Bush jr non fu il primo presidente a parlare di Gog & co.; trent’anni prima li aveva evocati Reagan: ovviamente lui pensava all’URSS. In seguito Iraq e Al Qaeda hanno avuto il loro momento; adesso tocca all’Iran. Gli evangelicali si dividono in tante congregazioni e credenze; alcuni aspettano il regno millenario di Gesù, per altri il regno è già finito e siamo alla battaglia finale; su una cosa però tutti concordano, ed è che la battaglia prevista da Giovanni (e da Ezechiele) potrà avere luogo soltanto se il popolo di Israele si fa trovare là; insomma, affinché il disegno di Dio si realizzi compiutamente, ci dev’essere uno Stato Ebraico e dev’essere attaccato da nord. Dopodiché, apocalisse per tutti, ebrei compresi – solo allora accetteranno che Gesù Cristo è il Messia, prima no. La sto raccontando come una barzelletta perché non vorrei annoiare nessuno, ma non c’è niente da scherzare: è un’interpretazione della Bibbia come tante, ma è anche la chiave di volta dell’alleanza tra cristiani fondamentalisti americani – il cuore dell’elettorato repubblicano – e sionisti israeliani. Giusto per sfatare il mito della lobby ebraica: no, negli USA milioni di appassionati sostenitori (e talvolta finanziatori) dello Stato di Israele sono cristiani, cristiani born again. Per loro c’è un motivo escatologico per cui Israele deve stare proprio là, non esattamente al riparo, anzi in balia degli invasori del nord. Il tutto alla luce del sole, perché tutto si può dire dei cristiani rinati salvo che facciano mistero dei loro piani.
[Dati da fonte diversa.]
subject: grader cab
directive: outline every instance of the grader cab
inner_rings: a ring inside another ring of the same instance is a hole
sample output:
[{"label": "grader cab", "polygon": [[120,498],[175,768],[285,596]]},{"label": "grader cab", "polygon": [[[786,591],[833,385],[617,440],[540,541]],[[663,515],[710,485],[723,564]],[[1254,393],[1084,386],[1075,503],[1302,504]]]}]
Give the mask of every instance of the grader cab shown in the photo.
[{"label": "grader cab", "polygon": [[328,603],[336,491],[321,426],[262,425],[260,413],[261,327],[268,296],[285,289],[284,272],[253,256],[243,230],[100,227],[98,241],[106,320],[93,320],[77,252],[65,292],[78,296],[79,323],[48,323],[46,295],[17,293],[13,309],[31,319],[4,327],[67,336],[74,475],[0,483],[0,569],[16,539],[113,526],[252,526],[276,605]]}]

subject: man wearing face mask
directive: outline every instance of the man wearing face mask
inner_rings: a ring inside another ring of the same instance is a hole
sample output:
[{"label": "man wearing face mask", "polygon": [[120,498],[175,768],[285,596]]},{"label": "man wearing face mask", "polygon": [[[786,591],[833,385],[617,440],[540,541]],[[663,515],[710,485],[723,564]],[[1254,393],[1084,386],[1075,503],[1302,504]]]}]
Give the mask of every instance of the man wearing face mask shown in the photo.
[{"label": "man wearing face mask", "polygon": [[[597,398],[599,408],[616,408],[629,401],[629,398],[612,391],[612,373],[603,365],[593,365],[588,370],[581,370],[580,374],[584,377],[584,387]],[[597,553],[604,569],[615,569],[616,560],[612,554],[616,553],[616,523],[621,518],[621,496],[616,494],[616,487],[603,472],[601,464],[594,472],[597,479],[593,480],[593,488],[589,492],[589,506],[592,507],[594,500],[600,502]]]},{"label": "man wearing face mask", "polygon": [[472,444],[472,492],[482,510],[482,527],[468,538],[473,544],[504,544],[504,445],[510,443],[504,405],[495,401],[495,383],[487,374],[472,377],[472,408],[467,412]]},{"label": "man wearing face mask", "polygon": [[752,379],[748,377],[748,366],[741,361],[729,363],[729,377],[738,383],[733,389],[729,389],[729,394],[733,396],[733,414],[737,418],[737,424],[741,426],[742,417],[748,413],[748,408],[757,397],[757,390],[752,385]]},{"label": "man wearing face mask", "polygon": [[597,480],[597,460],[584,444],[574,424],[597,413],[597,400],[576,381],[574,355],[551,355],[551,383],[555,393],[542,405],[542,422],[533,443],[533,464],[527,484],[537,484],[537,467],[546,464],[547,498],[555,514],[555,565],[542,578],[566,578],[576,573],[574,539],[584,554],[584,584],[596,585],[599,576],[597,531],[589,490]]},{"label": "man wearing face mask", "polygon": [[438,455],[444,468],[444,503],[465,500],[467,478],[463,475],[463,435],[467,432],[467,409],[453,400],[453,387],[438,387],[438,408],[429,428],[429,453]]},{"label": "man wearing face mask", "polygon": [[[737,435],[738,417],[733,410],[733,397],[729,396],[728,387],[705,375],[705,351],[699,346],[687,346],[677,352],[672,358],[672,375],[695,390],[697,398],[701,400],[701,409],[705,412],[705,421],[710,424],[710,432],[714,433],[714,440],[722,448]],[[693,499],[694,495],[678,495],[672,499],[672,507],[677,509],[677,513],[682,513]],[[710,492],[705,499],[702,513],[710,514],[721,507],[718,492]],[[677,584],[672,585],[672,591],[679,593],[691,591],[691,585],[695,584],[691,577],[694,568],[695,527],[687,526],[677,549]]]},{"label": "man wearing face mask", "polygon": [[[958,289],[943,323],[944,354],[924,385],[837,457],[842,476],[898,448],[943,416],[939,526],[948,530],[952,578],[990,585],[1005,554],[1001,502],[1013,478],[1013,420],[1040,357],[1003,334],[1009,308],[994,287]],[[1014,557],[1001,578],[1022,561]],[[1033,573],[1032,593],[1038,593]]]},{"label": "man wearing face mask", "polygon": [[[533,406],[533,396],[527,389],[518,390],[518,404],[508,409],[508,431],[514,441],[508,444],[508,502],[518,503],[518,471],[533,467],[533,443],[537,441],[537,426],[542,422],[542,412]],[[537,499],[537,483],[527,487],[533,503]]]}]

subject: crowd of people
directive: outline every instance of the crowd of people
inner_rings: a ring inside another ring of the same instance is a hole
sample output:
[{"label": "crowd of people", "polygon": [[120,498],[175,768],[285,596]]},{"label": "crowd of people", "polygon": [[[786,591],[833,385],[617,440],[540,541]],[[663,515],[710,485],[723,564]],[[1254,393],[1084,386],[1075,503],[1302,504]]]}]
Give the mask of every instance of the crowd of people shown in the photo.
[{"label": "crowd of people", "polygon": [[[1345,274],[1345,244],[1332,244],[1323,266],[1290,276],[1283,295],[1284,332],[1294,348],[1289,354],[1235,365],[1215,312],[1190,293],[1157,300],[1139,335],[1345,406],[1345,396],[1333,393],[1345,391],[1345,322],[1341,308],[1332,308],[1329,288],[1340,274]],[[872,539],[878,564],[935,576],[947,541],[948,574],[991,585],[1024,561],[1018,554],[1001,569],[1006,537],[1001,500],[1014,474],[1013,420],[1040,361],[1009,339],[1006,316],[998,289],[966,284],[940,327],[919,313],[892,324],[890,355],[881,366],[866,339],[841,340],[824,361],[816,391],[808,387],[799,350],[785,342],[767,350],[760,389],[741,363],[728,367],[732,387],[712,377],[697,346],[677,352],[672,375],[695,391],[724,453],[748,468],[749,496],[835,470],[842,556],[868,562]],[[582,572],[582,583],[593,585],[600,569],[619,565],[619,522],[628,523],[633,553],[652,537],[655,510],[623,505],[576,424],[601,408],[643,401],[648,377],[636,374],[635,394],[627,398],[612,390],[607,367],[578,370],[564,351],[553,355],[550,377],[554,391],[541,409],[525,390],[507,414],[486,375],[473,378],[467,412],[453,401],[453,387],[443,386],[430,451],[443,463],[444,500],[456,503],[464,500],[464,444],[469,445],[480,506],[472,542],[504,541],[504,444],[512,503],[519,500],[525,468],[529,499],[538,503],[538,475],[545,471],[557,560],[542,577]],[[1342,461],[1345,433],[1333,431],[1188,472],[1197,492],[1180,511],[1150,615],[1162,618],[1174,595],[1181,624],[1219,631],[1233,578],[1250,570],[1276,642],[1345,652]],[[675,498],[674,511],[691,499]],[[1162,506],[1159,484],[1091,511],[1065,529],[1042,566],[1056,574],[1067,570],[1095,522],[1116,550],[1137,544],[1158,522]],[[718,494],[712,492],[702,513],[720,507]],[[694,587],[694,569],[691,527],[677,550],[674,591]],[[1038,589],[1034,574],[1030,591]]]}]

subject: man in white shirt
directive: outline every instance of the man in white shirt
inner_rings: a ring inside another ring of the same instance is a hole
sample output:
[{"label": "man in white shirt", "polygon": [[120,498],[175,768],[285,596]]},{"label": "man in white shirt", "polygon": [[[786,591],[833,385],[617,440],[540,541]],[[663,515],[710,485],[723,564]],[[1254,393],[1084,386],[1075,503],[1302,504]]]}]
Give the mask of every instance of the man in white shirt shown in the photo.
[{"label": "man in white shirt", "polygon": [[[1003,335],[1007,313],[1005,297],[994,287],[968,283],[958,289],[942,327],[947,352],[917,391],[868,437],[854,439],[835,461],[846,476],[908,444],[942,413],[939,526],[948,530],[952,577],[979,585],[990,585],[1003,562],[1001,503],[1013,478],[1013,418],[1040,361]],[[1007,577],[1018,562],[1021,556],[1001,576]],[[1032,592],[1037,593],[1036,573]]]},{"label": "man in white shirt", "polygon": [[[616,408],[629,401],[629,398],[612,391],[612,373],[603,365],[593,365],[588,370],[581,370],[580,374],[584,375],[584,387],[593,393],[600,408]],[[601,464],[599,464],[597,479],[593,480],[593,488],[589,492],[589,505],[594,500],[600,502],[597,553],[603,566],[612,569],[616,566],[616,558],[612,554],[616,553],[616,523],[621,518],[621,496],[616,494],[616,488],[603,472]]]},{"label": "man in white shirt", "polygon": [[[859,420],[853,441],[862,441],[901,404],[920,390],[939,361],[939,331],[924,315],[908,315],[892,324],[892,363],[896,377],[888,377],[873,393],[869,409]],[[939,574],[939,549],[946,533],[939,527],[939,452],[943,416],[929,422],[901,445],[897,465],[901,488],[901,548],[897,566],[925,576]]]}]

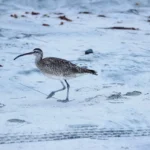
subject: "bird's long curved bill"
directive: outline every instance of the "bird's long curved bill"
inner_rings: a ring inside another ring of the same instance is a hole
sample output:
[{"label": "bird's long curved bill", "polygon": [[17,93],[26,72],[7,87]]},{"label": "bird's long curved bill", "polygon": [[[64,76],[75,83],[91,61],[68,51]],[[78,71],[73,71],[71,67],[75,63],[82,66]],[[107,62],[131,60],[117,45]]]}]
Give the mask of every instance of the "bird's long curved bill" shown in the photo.
[{"label": "bird's long curved bill", "polygon": [[24,54],[21,54],[21,55],[18,55],[17,57],[14,58],[14,60],[16,60],[17,58],[21,57],[21,56],[25,56],[25,55],[31,55],[33,54],[34,52],[29,52],[29,53],[24,53]]}]

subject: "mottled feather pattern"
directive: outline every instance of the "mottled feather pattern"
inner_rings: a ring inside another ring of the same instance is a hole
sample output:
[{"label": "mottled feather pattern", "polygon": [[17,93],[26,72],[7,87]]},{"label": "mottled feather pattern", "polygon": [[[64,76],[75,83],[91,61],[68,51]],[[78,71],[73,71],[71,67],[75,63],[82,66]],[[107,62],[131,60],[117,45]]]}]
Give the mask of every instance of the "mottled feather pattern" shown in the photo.
[{"label": "mottled feather pattern", "polygon": [[[97,75],[96,71],[79,67],[67,60],[47,57],[36,63],[37,67],[43,73],[51,74],[54,76],[76,76],[77,74],[90,73]],[[44,67],[43,67],[44,66]]]}]

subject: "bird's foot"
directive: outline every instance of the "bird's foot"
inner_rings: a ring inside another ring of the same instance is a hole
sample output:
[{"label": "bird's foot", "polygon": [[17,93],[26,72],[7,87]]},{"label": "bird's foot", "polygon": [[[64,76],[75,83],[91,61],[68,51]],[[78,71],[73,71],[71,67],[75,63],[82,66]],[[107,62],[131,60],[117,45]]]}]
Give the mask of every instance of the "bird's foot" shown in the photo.
[{"label": "bird's foot", "polygon": [[51,98],[53,95],[55,95],[55,92],[51,92],[51,93],[47,96],[47,99],[48,99],[48,98]]},{"label": "bird's foot", "polygon": [[67,103],[67,102],[69,102],[69,99],[65,99],[65,100],[57,100],[57,102]]}]

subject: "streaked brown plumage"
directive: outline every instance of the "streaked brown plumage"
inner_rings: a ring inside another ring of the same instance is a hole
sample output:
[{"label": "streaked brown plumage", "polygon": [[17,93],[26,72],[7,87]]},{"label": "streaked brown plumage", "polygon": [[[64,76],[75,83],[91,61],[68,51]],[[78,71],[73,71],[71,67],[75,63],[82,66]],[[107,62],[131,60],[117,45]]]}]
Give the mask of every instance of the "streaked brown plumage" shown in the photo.
[{"label": "streaked brown plumage", "polygon": [[49,78],[60,80],[61,84],[63,85],[62,89],[51,92],[47,98],[52,97],[56,92],[62,91],[66,88],[62,81],[64,80],[67,85],[67,97],[65,100],[61,101],[67,102],[69,101],[69,87],[70,87],[67,82],[67,79],[75,78],[83,74],[97,75],[96,71],[79,67],[65,59],[55,57],[43,58],[43,51],[39,48],[35,48],[33,52],[21,54],[16,58],[14,58],[14,60],[21,56],[30,54],[34,54],[36,56],[35,64],[44,75],[48,76]]}]

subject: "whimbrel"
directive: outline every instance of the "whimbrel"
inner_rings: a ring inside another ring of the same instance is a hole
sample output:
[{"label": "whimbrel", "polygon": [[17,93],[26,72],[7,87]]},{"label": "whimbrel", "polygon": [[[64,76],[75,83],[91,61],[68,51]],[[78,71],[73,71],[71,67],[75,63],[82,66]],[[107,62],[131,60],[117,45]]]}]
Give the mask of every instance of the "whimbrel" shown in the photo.
[{"label": "whimbrel", "polygon": [[79,67],[65,59],[55,58],[55,57],[43,58],[43,51],[40,48],[35,48],[32,52],[18,55],[17,57],[14,58],[14,60],[21,56],[31,55],[31,54],[35,55],[35,64],[36,64],[37,68],[39,68],[40,71],[47,77],[60,80],[60,82],[63,86],[59,90],[52,91],[47,96],[47,98],[51,98],[56,92],[65,90],[66,86],[64,83],[66,83],[66,85],[67,85],[66,99],[58,100],[58,101],[68,102],[70,85],[67,82],[67,79],[75,78],[78,75],[88,74],[88,73],[97,75],[96,71]]}]

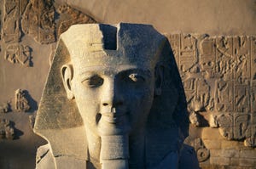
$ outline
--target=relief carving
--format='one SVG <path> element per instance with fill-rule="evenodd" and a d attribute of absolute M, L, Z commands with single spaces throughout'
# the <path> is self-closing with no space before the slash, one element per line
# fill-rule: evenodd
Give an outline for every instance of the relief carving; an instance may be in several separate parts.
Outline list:
<path fill-rule="evenodd" d="M 255 147 L 256 37 L 166 35 L 179 71 L 190 122 L 201 117 L 230 140 Z"/>
<path fill-rule="evenodd" d="M 6 119 L 0 119 L 0 140 L 1 139 L 14 139 L 15 129 L 10 121 Z"/>
<path fill-rule="evenodd" d="M 28 0 L 3 0 L 4 18 L 3 25 L 3 38 L 6 43 L 20 41 L 20 16 Z"/>
<path fill-rule="evenodd" d="M 50 0 L 31 0 L 22 15 L 22 31 L 41 44 L 55 42 L 56 40 L 53 4 Z"/>
<path fill-rule="evenodd" d="M 0 105 L 0 113 L 8 113 L 10 111 L 10 105 L 9 103 L 4 103 Z"/>
<path fill-rule="evenodd" d="M 30 110 L 26 93 L 21 89 L 17 89 L 15 91 L 15 109 L 18 111 L 28 111 Z"/>
<path fill-rule="evenodd" d="M 205 147 L 202 140 L 200 138 L 196 138 L 190 142 L 192 142 L 191 144 L 196 152 L 198 161 L 203 162 L 207 161 L 210 157 L 210 150 Z"/>

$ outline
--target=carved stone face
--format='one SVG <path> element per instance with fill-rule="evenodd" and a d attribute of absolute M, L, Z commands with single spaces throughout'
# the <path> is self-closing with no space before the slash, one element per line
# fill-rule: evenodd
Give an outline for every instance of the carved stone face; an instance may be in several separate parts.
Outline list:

Insomma, gli ebrei di Israele non hanno solo dei nemici che dichiarano di volerli eliminare dalla cartina geografica, ma anche dei simpaticissimi “amici” che li vogliono tenere lì a fare da esca escatologica per Gog e Magog, Saddam Hussein e Ahmadinejad e tutti gli altri mostri della fine del mondo: e tutto questo magari perché una notte di duemilaseicento anni fa sant’Ezechiele profeta aveva mangiato un po’ pesante. E questa è la nostra storia, la storia dei nostri giorni e dei prossimi futuri. Voi direte che no, la nostra storia è fatta di altro: di democrazia e totalitarismo, denaro e materie prime, gasdotti e oleodotti, e che tutto questo è molto più importante delle profezie di Ezechiele. Ecco, mi piacerebbe darvi ragione, perché se è una questione di soldi e di petrolio, in un qualche modo ci si può mettere d’accordo. Ma se c’entra anche la Bibbia, se c’è gente importante che ci crede davvero e non fa finta, beh, per sapere come va a finire basta leggere Ezechiele 39:
«In quel giorno avverrà che darò a Gog, là in Israele un luogo per sepoltura, la valle di Abarim, a est del mare; essa ostruirà il passaggio ai viandanti, perché là sarà sepolto Gog con tutta la sua moltitudine; e quel luogo sarà chiamato la Valle di Hammon-Gog.
La casa d’Israele, per purificare il paese, impiegherà ben sette mesi a seppellirli.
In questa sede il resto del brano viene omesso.